Газеты и прочие СМИ по чьей-то указке дружно интерпретировали видение как чисто природный феномен, разновидность заблудшего северного сияния или шаровую молнию, которую притянуло к себе большое и крикливое скопление народа. Тем более, как указывалось с известной мерой деликатности, анализ того пепла, что остался внутри шара, показал наличие легко идентифицирующихся андро-инсанских хромосом. При чтении обширной макулатуры на тему, которую приносили нам мунки, мне – в который за последние дни раз – едва не стало дурно.
Следили мы и за тем, как церковь, поотдохнув и отойдя от переживаний, начала вовсю говорить о явленном чуде. О судьях неправедных. О всеобщей вине народа, который не распознал Царя и Истинного Властителя андров. И, разумеется, о покаянии. Вначале это циркулировало на уровне приходских газеток, но позже то, что говорили низы, породило оригинальную реакцию в верхах: по повелению Верховного Совета Андрской Ортодоксальной Церкви на каждый церковный купол и шпиль прицепили по символическому громоотводу в виде шара.
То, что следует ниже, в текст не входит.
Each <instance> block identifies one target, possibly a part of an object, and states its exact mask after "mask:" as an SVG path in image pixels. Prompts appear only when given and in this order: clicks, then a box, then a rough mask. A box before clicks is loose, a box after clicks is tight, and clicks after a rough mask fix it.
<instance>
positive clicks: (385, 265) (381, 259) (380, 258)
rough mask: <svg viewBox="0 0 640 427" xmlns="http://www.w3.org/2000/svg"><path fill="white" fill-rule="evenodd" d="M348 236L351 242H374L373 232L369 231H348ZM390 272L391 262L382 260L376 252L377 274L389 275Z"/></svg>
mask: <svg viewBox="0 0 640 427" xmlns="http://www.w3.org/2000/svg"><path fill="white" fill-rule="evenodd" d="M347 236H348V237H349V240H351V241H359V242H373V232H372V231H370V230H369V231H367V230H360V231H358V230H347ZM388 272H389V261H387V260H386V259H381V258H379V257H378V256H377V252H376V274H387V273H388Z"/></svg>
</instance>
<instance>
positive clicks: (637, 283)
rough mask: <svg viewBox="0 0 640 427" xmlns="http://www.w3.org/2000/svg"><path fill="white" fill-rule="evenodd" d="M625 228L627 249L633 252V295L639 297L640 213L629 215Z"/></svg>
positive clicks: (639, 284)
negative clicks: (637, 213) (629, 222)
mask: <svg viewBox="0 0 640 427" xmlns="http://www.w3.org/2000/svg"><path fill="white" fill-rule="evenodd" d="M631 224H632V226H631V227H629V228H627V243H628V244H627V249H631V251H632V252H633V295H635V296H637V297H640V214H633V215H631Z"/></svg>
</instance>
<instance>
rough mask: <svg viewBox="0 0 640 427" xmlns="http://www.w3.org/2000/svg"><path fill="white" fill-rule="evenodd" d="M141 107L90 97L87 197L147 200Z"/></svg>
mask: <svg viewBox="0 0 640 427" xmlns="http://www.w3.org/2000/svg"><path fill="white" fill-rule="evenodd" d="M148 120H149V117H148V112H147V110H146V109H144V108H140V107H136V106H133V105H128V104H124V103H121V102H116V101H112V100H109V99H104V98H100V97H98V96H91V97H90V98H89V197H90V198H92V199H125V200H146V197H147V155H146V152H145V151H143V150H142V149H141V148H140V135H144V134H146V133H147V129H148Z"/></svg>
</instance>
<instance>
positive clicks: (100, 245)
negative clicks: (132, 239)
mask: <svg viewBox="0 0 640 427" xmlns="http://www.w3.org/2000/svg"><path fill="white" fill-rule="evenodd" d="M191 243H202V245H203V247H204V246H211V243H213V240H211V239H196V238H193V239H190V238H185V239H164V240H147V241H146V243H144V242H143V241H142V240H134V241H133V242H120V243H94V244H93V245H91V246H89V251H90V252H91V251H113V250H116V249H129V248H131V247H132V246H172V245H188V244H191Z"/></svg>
Этот поспешный буквализм меня позабавил – насколько я вообще могла в эти дни забавляться.
Страх перед покойником, запоздалое благоговение и сознание своей соборно-личной греховности вызвали также небывалый всплеск его почитания, и церковь объявила, что заплатит большие деньги каждому, кто вспомнит хотя бы одну из его обоюдоострых фразок.
(Из его вечных хохмочек будет составлен толстенный сборник под названием «Хокма», то есть «Мудрость», и во время храмовой службы его будут помещать на алтарь, – когда-то не в бровь, а в глаз шутили Бэсик-Эмманюэль и его Шушанк.)
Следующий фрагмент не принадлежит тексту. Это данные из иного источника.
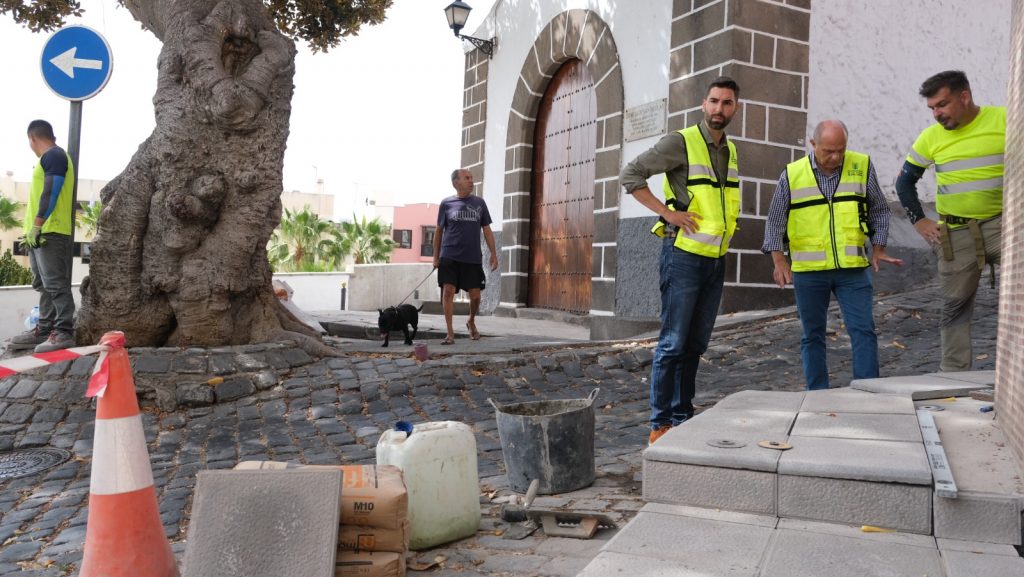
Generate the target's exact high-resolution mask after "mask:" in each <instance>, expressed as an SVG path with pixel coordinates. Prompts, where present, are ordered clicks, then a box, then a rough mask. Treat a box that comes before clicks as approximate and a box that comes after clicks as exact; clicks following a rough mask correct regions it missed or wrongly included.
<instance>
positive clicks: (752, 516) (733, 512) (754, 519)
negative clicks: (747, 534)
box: [640, 503, 779, 529]
mask: <svg viewBox="0 0 1024 577" xmlns="http://www.w3.org/2000/svg"><path fill="white" fill-rule="evenodd" d="M640 512H651V513H659V514H674V516H677V517H692V518H694V519H707V520H709V521H723V522H726V523H739V524H742V525H754V526H756V527H767V528H768V529H774V528H775V527H776V526H777V525H778V522H779V519H778V518H777V517H775V516H773V514H755V513H750V512H738V511H731V510H721V509H710V508H706V507H691V506H687V505H673V504H668V503H647V504H646V505H644V506H643V508H642V509H640Z"/></svg>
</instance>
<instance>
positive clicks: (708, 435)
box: [643, 425, 787, 472]
mask: <svg viewBox="0 0 1024 577" xmlns="http://www.w3.org/2000/svg"><path fill="white" fill-rule="evenodd" d="M768 439H770V440H773V441H785V440H786V439H787V438H786V436H785V435H766V434H764V432H759V431H757V430H753V429H730V428H729V427H728V426H723V427H721V428H720V429H716V428H715V427H713V426H694V427H689V426H687V425H681V426H677V427H674V428H673V429H672V430H670V431H669V432H667V434H666V435H665V437H662V438H660V439H658V440H657V443H654V444H653V445H651V446H650V447H648V448H647V449H645V450H644V453H643V454H644V458H645V459H648V460H654V461H665V462H671V463H686V464H693V465H706V466H713V467H722V468H742V469H748V470H764V471H768V472H775V470H776V469H777V468H778V458H779V451H776V450H773V449H765V448H763V447H760V446H758V442H759V441H764V440H768ZM721 442H728V443H732V444H733V446H731V447H726V448H723V447H721V446H720V445H721Z"/></svg>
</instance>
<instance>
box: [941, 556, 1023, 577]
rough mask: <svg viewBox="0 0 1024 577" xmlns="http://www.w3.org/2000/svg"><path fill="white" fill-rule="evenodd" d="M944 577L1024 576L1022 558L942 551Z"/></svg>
mask: <svg viewBox="0 0 1024 577" xmlns="http://www.w3.org/2000/svg"><path fill="white" fill-rule="evenodd" d="M942 563H943V565H944V566H945V568H946V577H995V576H996V575H998V577H1024V559H1021V558H1019V557H1018V558H1010V557H1006V555H998V554H979V553H970V552H963V551H948V550H947V551H942Z"/></svg>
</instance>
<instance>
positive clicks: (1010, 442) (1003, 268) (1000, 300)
mask: <svg viewBox="0 0 1024 577" xmlns="http://www.w3.org/2000/svg"><path fill="white" fill-rule="evenodd" d="M1012 17H1013V33H1012V34H1011V36H1010V37H1011V39H1012V40H1011V48H1010V54H1011V57H1010V82H1009V94H1008V98H1007V108H1008V111H1007V152H1006V179H1005V187H1006V189H1005V193H1004V197H1002V198H1004V201H1002V202H1004V206H1002V263H1001V271H1000V272H1001V274H1000V277H1001V278H1000V283H999V329H998V331H999V332H998V339H997V341H996V362H995V401H996V407H997V409H998V415H997V416H998V419H999V422H1000V423H1001V426H1002V427H1004V430H1005V431H1006V434H1007V438H1008V439H1009V440H1010V444H1011V445H1012V446H1013V448H1014V450H1015V451H1016V453H1017V456H1018V457H1020V458H1022V459H1024V196H1022V194H1024V136H1022V135H1021V131H1022V130H1024V86H1022V83H1024V1H1022V0H1015V1H1014V5H1013V16H1012Z"/></svg>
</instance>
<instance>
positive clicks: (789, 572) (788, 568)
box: [760, 529, 945, 577]
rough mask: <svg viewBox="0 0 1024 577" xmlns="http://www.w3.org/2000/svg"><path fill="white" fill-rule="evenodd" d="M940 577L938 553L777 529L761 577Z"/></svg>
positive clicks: (868, 542)
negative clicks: (920, 576) (881, 576)
mask: <svg viewBox="0 0 1024 577" xmlns="http://www.w3.org/2000/svg"><path fill="white" fill-rule="evenodd" d="M866 575H887V576H890V575H891V576H906V577H911V576H913V577H920V576H924V575H927V576H928V577H942V576H943V575H945V572H944V571H943V570H942V560H941V559H940V557H939V551H938V549H929V548H926V547H919V546H914V545H905V544H900V543H884V542H879V541H874V540H867V539H859V538H853V537H843V536H839V535H830V534H824V533H810V532H805V531H792V530H786V529H779V530H777V531H776V532H775V535H774V540H773V542H772V546H771V550H769V551H768V555H767V559H766V560H765V564H764V569H763V570H762V572H761V573H760V576H761V577H824V576H828V577H864V576H866Z"/></svg>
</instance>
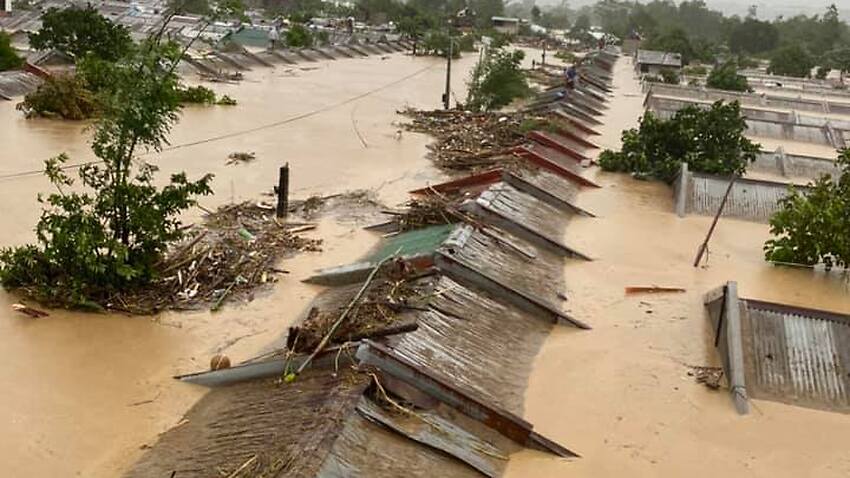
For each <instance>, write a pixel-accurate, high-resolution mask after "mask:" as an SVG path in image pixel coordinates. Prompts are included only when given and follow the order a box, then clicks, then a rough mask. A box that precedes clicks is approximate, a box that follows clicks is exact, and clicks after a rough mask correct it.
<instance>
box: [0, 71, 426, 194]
mask: <svg viewBox="0 0 850 478" xmlns="http://www.w3.org/2000/svg"><path fill="white" fill-rule="evenodd" d="M435 66H436V64H432V65H429V66H426V67H425V68H422V69H419V70H417V71H415V72H413V73H411V74H409V75H406V76H403V77H402V78H399V79H398V80H394V81H392V82H390V83H387V84H385V85H382V86H379V87H378V88H374V89H372V90H369V91H367V92H365V93H361V94H359V95H357V96H353V97H351V98H348V99H346V100H343V101H339V102H337V103H331V104H329V105H326V106H322V107H321V108H316V109H314V110H311V111H307V112H305V113H300V114H297V115H295V116H291V117H289V118H286V119H283V120H280V121H275V122H272V123H267V124H264V125H260V126H255V127H253V128H248V129H244V130H240V131H233V132H231V133H225V134H221V135H217V136H211V137H208V138H204V139H200V140H197V141H191V142H188V143H182V144H176V145H172V146H169V147H167V148H163V149H162V151H161V152H166V151H174V150H178V149H184V148H191V147H193V146H198V145H201V144H206V143H214V142H216V141H221V140H223V139H230V138H235V137H238V136H244V135H246V134H251V133H256V132H257V131H262V130H266V129H271V128H276V127H278V126H283V125H286V124H290V123H294V122H296V121H300V120H303V119H306V118H310V117H312V116H316V115H318V114H321V113H324V112H326V111H330V110H332V109H335V108H339V107H340V106H345V105H347V104H349V103H353V102H355V101H358V100H361V99H363V98H366V97H367V96H370V95H373V94H375V93H378V92H379V91H383V90H385V89H387V88H391V87H393V86H395V85H397V84H399V83H403V82H405V81H407V80H409V79H411V78H414V77H416V76H419V75H421V74H422V73H424V72H426V71H427V70H430V69H432V68H434V67H435ZM150 154H153V152H152V151H148V152H145V153H141V154H139V156H148V155H150ZM96 162H99V161H85V162H82V163H74V164H68V165H65V166H63V167H62V168H61V169H62V170H69V169H76V168H79V167H82V166H86V165H89V164H94V163H96ZM43 173H44V170H43V169H37V170H31V171H21V172H17V173H9V174H4V175H0V181H6V180H9V179H17V178H22V177H27V176H37V175H41V174H43Z"/></svg>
Я снова погрузилась в оцепенение души, еще более горькое, чем прежде.
– Ты отдохнешь, Татхи-Йони, – называли меня мунки на кхондский, полузабытый манер. – И подумаешь. Перигор сказал о тебе: путь змеиного кольца ведет туда, где оно родилось.
Снова говорил со мной мой сын – он на глазах мужал и приобретал авторитет в здешнем каурангском кругу.